La oscuridad lo estaba aplastando. Entonces extendió uno de sus brazos y sintió que una rata lo mordió. Se levantó inmediatamente con el dolor recorriéndole el cuerpo. Respiró y nuevamente extendió el mismo brazo. Buscaba papeles, cartones, maderas y trapos. Los encontró y los reunió en un montón.
De su alforja sacó un par de piedras, parecidas a las que hace más de veinte años lo habían deslumbrado cuando descubrió el fuego. Las frotó y saltó una chispa que encendió el montón que había preparado.
El rincón se iluminó y allí mismo vino a su memoria un río inmenso que reflejaba el rostro de un hombre. Cerró los ojos y el rostro apareció nuevamente. Esta vez con un enorme puñal. Abrió los ojos y todo se disolvió: el río, el rostro y el puñal.

Con la luz encendida pudo ver los restos de edificios, de calles rotas y miles de vehículos destartalados e inmóviles. Pasó una mujer que le dijo algo. No la entendió. En realidad, aquel hombre jamás había hablado con nadie. Salvo con los animales, con los monos de la floresta de la que había venido impulsado por una fuerza misteriosa.

De pronto el fuego congregó a un grupo numeroso de gente desaparrada. Gente asombrada y atónita.
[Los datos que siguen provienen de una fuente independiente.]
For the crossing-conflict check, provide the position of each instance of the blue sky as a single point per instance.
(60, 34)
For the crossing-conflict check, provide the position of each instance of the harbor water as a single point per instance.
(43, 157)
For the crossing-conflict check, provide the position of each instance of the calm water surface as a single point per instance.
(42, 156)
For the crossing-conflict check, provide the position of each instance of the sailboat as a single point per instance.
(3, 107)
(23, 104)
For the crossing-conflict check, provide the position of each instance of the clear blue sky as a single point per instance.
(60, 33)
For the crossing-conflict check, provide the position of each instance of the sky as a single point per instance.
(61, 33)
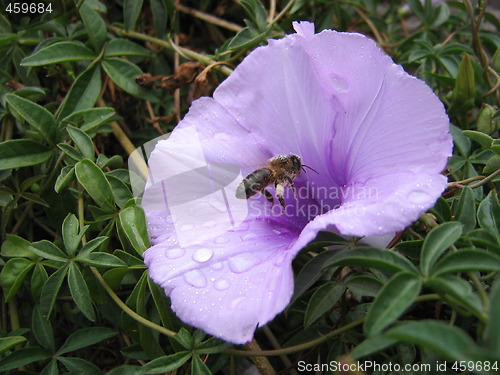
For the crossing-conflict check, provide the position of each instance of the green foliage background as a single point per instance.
(76, 295)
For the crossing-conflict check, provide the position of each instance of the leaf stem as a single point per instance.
(170, 45)
(127, 309)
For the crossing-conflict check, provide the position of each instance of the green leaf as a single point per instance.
(124, 47)
(162, 304)
(95, 183)
(94, 24)
(13, 274)
(71, 235)
(15, 246)
(371, 257)
(51, 289)
(82, 141)
(85, 337)
(79, 366)
(131, 12)
(166, 363)
(437, 241)
(481, 138)
(48, 250)
(199, 367)
(492, 165)
(88, 119)
(121, 192)
(102, 260)
(123, 73)
(488, 215)
(372, 345)
(42, 329)
(467, 260)
(160, 14)
(65, 178)
(447, 341)
(211, 346)
(38, 279)
(392, 301)
(132, 222)
(35, 115)
(465, 210)
(458, 289)
(184, 338)
(83, 93)
(92, 245)
(492, 330)
(9, 342)
(257, 13)
(323, 299)
(23, 357)
(59, 52)
(80, 292)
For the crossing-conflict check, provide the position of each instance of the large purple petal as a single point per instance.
(231, 284)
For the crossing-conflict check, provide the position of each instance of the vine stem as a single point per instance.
(172, 46)
(127, 309)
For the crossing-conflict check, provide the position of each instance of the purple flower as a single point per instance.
(377, 137)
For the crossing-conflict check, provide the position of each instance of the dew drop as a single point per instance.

El fuego empezó a agonizar y aquel hombre lo revivió echando más papeles, más cartones y maderas. La gente, al ver lo que hacía, empezó a imitarlo. Trajo puertas, ventanas, maderas de todos los tamaños y el fuego se elevó hasta el cielo.

Entonces, aquel hombre empezó a mandar con gestos, como cuando lo hacía con los perros de la floresta. Cuando la gente le obedeció, cuando la gente lo hizo su conductor, recordó claramente que su padre, cuyo rostro apareció en el río de su memoria, lo había dejado en plena selva amazónica muy niño, con sólo un puñal en la mano. También recordó las palabras de su padre: “Pedro, hijo mío, vive tu vida, hazte hombre, conquista el mundo”.

Con el placer dibujado en su rostro, por fin aquel hombre supo a qué había venido a la ciudad gris, a la ciudad a la que alguna vez llamaron Lima. Donde ahora es el rey.